Yesterday I made my kids some zucchini muffins.

This recipe was my muse but I changed it up a bit to make the muffins healthier. I tried a bite and thought they were good but because I cut way down on the sugar they weren't quite sweet enough for me. My kids loved them though (they haven't had twenty eight years to develop a sweet tooth).

Zucchini Muffins

3 large eggs
1 cup applesauce
1/2 cup sugar
2 cups pureed zucchini
2 teaspoons vanilla extract
1 cup all purpose flour
1 cup whole wheat flour
1/4 teaspoon baking powder
2 teaspoons baking soda
3 teaspoons cinnamon

Preheat the oven to 350 degrees.

Mix together the pureed zucchini, applesauce (instead of whole cup of applesauce I used two containers of applesauce and filled the rest of the measuring cup with enough olive oil to make one cup), sugar and vanilla.


In a separate bowl mix together the flour, baking powder, baking soda and cinnamon.


Combine wet and dry ingredients and mix until just combined.

Grease muffin tins (or line with muffin liners) and fill 3/4 of the way with muffin mix. To make it easier and less messy, I use an ice cream scoop to fill the muffin tins.

Bake for about 20 minutes (I used the convection feature on my oven so cooking times may vary) or until a toothpick inserted in the middle of a muffin comes out clean. You can also make mini muffins (for some reason my kids will not eat mini muffins) but the cook time will be a lot shorter.

Transfer muffins to cooling rack. The recipe makes about 18 muffins but only 16 are pictured because my kids wanted to eat some right away. If I had any ground flax seed I would have added that but I ran out awhile ago and could not believe how much it cost at Shaws.

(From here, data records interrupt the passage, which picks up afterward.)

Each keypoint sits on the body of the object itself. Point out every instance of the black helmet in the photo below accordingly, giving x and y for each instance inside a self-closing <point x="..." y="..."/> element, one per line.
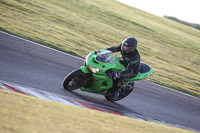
<point x="129" y="45"/>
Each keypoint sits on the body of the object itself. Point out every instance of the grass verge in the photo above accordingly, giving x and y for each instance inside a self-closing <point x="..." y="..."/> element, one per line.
<point x="21" y="114"/>
<point x="80" y="26"/>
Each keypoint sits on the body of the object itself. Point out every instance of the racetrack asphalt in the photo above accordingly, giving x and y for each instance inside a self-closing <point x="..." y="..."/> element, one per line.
<point x="30" y="64"/>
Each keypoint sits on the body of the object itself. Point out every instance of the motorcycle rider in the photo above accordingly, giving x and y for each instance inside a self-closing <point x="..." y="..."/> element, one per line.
<point x="130" y="58"/>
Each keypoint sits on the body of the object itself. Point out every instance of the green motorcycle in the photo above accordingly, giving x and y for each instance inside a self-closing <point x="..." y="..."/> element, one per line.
<point x="95" y="76"/>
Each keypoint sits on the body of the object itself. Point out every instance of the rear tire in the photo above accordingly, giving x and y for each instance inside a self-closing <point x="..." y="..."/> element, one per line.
<point x="75" y="80"/>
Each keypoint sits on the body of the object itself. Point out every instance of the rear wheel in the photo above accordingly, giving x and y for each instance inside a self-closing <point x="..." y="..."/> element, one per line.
<point x="76" y="79"/>
<point x="121" y="93"/>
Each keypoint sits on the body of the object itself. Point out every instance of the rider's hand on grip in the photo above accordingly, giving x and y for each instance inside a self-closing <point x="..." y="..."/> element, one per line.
<point x="115" y="75"/>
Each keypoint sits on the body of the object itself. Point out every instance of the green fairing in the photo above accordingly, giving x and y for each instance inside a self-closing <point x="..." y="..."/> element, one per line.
<point x="101" y="81"/>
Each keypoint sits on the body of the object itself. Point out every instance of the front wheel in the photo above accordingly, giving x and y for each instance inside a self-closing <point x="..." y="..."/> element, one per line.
<point x="75" y="80"/>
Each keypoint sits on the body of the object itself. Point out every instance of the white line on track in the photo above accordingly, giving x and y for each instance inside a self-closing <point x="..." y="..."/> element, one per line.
<point x="83" y="59"/>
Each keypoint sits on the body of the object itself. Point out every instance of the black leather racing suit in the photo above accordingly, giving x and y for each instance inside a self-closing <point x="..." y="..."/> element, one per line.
<point x="130" y="60"/>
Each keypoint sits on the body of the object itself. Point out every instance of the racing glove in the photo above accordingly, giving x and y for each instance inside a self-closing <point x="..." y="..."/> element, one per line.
<point x="115" y="75"/>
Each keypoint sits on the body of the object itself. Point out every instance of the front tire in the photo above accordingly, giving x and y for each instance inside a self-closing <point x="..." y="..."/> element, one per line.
<point x="75" y="80"/>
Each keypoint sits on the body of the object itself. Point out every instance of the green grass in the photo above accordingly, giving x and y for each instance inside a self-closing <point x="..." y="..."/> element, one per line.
<point x="21" y="114"/>
<point x="80" y="26"/>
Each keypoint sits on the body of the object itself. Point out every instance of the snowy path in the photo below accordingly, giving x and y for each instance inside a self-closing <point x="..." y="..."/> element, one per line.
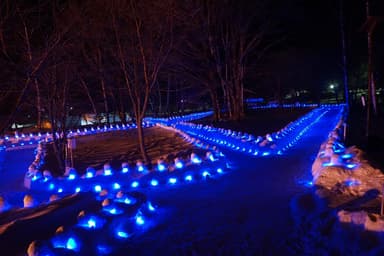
<point x="13" y="166"/>
<point x="245" y="212"/>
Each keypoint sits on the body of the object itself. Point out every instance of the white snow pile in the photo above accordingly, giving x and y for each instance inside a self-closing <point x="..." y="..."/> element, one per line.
<point x="344" y="170"/>
<point x="369" y="221"/>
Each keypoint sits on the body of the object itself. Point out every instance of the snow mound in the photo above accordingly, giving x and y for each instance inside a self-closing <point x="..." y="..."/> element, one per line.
<point x="370" y="221"/>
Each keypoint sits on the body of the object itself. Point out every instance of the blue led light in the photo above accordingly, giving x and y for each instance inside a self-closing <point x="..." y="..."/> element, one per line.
<point x="91" y="223"/>
<point x="116" y="186"/>
<point x="179" y="165"/>
<point x="154" y="182"/>
<point x="188" y="178"/>
<point x="140" y="220"/>
<point x="122" y="234"/>
<point x="161" y="167"/>
<point x="71" y="244"/>
<point x="134" y="184"/>
<point x="89" y="175"/>
<point x="97" y="188"/>
<point x="107" y="172"/>
<point x="151" y="207"/>
<point x="51" y="186"/>
<point x="172" y="180"/>
<point x="206" y="174"/>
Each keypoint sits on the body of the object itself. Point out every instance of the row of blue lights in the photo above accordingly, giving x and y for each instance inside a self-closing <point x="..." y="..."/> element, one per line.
<point x="119" y="218"/>
<point x="22" y="140"/>
<point x="275" y="143"/>
<point x="176" y="119"/>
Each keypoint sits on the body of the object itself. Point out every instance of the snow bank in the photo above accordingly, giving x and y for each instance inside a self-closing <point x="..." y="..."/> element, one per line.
<point x="344" y="170"/>
<point x="345" y="178"/>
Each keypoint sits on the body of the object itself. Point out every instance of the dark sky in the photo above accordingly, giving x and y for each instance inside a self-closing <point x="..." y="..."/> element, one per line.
<point x="311" y="55"/>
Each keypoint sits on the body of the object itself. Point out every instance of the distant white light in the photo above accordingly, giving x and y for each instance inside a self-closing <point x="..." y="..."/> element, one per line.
<point x="116" y="186"/>
<point x="188" y="178"/>
<point x="97" y="188"/>
<point x="172" y="180"/>
<point x="154" y="182"/>
<point x="135" y="184"/>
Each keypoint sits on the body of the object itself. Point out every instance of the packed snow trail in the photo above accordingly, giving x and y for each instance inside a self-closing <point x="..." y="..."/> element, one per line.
<point x="13" y="166"/>
<point x="245" y="212"/>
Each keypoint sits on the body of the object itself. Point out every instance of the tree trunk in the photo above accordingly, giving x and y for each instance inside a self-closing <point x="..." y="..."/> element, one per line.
<point x="344" y="52"/>
<point x="140" y="137"/>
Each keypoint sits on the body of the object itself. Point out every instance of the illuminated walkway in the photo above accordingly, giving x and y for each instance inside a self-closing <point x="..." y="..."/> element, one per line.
<point x="246" y="210"/>
<point x="249" y="208"/>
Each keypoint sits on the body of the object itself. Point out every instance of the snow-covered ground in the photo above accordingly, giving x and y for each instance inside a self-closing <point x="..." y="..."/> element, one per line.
<point x="245" y="211"/>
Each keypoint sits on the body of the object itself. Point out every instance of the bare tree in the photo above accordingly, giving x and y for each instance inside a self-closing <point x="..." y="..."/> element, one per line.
<point x="143" y="40"/>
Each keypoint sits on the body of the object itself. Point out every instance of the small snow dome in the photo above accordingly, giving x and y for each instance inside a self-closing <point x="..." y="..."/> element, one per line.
<point x="120" y="194"/>
<point x="2" y="204"/>
<point x="104" y="192"/>
<point x="28" y="201"/>
<point x="106" y="202"/>
<point x="107" y="169"/>
<point x="53" y="197"/>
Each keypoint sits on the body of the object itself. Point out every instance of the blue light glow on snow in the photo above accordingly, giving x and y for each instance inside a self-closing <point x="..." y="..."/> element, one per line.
<point x="172" y="180"/>
<point x="116" y="186"/>
<point x="71" y="244"/>
<point x="97" y="188"/>
<point x="151" y="207"/>
<point x="154" y="182"/>
<point x="140" y="219"/>
<point x="188" y="178"/>
<point x="122" y="234"/>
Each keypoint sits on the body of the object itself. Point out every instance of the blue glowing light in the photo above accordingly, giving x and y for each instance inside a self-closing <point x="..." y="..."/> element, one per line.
<point x="161" y="167"/>
<point x="172" y="180"/>
<point x="347" y="156"/>
<point x="140" y="220"/>
<point x="91" y="223"/>
<point x="51" y="186"/>
<point x="135" y="184"/>
<point x="89" y="175"/>
<point x="122" y="234"/>
<point x="188" y="178"/>
<point x="195" y="160"/>
<point x="205" y="174"/>
<point x="97" y="188"/>
<point x="71" y="244"/>
<point x="179" y="165"/>
<point x="116" y="186"/>
<point x="351" y="166"/>
<point x="107" y="172"/>
<point x="127" y="201"/>
<point x="352" y="182"/>
<point x="151" y="207"/>
<point x="154" y="182"/>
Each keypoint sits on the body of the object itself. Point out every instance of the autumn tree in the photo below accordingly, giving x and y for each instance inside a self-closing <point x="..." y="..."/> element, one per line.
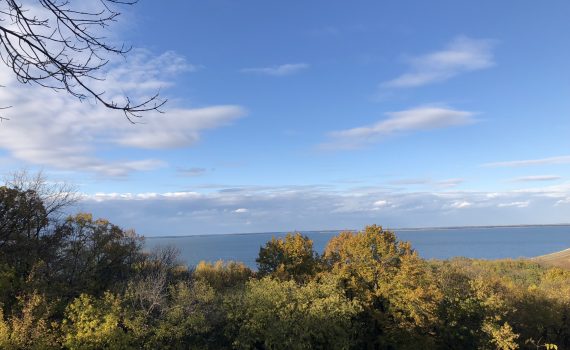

Here is a picture of my daughter enjoying a zucchini muffin and some yogurt.

Whatever isn't eaten in the next couple of days will be frozen. To freeze, I put the muffins on a baking sheet in the freezer for a couple of hours. Then I transfer them into a Ziploc freezer bag. To defrost you can either leave a frozen muffin out on the counter overnight or if planning that far ahead is not your thing (putting a muffin out the night before is a little too organized for me) you can just pop a frozen muffin into the microwave for about 20 seconds on high.

Having pre-made healthy food like muffins, pancakes and waffles in the freezer is a lifesaver for days when I am feeling lazy and don;t want to put effort into making my kids food. They still get something healthy to eat and I get to indulge in my laziness.